É o que estamos observando como tendência. E se o Brasil não se posicionar como um lugar que acolha esses investimentos, com a possiblidade justamente de estar mais integrado a uma cadeia global, ele vai perder espaço. O que estou vendo nesse momento é o México ser o destino de investimentos que poderiam estar vindo para o Brasil.

"Se quisermos só proteger a produção nacional, vamos ficar atrasados em relação a outras economias e consequentemente menos interessantes para os investimentos mais arrojados que essa nova economia vai exigir"

Como você está avaliando a economia brasileira?
Se olhar os indicadores, eles sugerem melhorias nesses últimos períodos. Mas o que gera receio é sobre a estratégia de desenvolvimento econômico do governo, que aposta em fórmulas que no passado não se revelaram sustentáveis.

Por exemplo?
Essas políticas de industrialização altamente dependente de crédito subsidiado pelo governo. E com incentivos tributários e gasto público que não foram sustentáveis em outro período e geraram, em 2015 e 2016, a mais profunda recessão que o País já viu.
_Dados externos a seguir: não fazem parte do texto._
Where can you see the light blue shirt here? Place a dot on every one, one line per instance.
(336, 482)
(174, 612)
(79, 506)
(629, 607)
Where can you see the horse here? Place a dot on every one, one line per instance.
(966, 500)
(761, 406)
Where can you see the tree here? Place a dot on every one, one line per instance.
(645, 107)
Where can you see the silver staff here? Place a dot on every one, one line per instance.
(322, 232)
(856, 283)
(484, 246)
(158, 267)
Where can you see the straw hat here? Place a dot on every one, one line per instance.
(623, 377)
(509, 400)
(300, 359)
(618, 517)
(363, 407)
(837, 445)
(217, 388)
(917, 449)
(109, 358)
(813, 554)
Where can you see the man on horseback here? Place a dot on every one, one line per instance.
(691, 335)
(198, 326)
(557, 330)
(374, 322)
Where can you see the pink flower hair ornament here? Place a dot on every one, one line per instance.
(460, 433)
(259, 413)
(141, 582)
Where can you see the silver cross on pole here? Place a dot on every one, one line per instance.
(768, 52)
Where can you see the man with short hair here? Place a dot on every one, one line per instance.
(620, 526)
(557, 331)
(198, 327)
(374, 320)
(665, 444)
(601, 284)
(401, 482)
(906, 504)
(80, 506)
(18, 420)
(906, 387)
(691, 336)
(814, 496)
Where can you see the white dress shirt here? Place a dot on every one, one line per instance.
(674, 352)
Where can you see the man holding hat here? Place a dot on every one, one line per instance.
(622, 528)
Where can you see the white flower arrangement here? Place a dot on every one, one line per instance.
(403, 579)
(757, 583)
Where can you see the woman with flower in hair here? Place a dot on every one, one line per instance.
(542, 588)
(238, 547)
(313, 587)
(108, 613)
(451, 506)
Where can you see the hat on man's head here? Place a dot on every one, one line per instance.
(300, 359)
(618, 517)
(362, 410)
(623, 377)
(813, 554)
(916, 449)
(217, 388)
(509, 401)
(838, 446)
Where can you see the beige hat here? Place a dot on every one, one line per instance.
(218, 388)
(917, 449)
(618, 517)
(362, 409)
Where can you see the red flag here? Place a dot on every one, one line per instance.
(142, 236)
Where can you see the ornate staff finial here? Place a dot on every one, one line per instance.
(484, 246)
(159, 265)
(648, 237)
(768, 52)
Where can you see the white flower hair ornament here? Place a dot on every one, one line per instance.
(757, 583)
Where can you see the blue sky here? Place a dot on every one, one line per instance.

No curto prazo, isso promete dar uma sensação de bem-estar. Mas é difícil apostar que isso é sustentável no médio e longo prazo. Não sendo sustentável, gera eventualmente um grau de dependência que, aí na frente, o País quebra tentando manter ou frustra as expectativas quando tiver de cortar os incentivos por não ter mais capacidade de sustentar. Mas é um modelo econômico que preponderou no debate político recente.

E qual é a sua avaliação do ministro da Fazenda, Fernando Haddad?
Vejo o ministro da Fazenda com muita boa vontade de buscar o equilíbrio fiscal.

Mas a estratégia é aumentar a arrecadação e não cortar custos.
Pois é. Esse aumento da arrecadação, na forma que é buscada, acaba gerando também dificuldades de desenvolvimento. O Brasil precisava assistir a uma reforma administrativa que gerasse menores custos da máquina pública para ter uma melhor conciliação entre o custo ao contribuinte e o custo que a máquina pública tem. O modelo econômico que prepondera sob a visão do Partido dos Trabalhadores acaba sendo um modelo antigo de incentivos para uma economia defasada, para setores menos modernos da economia e ainda é questionável sobre os resultados que se poderá produzir.